Untuk itu, Dr. Zastrouw Al-Ngatawi menyampaikan materi mengenai kearifan lokal sebagai sumber kebudayaan Indonesia. Ia mnurutrkan kearifan lokal dapat diartikan sebagai nilai-nilai, ide , dan pandangan bijak yang berlaku di suatu komunitas lokal yang ditanamkan, dijalankan, dipatuhi dan diwariskan oleh para anggota komunitas tersebut.
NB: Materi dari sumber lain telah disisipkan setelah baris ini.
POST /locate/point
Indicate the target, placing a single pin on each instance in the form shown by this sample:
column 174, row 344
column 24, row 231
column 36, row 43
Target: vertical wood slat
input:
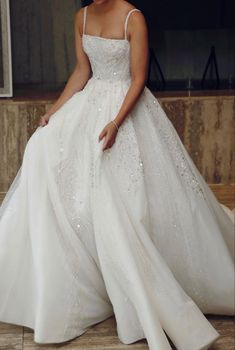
column 43, row 40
Indonesia adalah negara kepulauan yang memiliki ekspresi kebudayaan yang sangat beragam. Keragaman nusantara ini memerlukan local wisdom

“Keragaman nusantara dan kekayaan budaya nusantara ini bisa terjaga, terwujud, terjalin kalau kita memahami, menyadari kearifan yang ada di bumi nusantara ini,” tegasnya.

Keberagaman di Indonesia dapat terajut secara baik karena semuanya berpijak pada kearifan, bahkan dalam hal agama pun masyarakat nusantara berpijak pada spirit local wisdom itu. Local wisdom ini bisa disebut dnegan hikmah. Hikmah ini menjadi pondasi dalam mengekstrasikan sikap keberagamaan masyarakat nusantara sehingga keberagamaannya tidak keras, lanjutnya.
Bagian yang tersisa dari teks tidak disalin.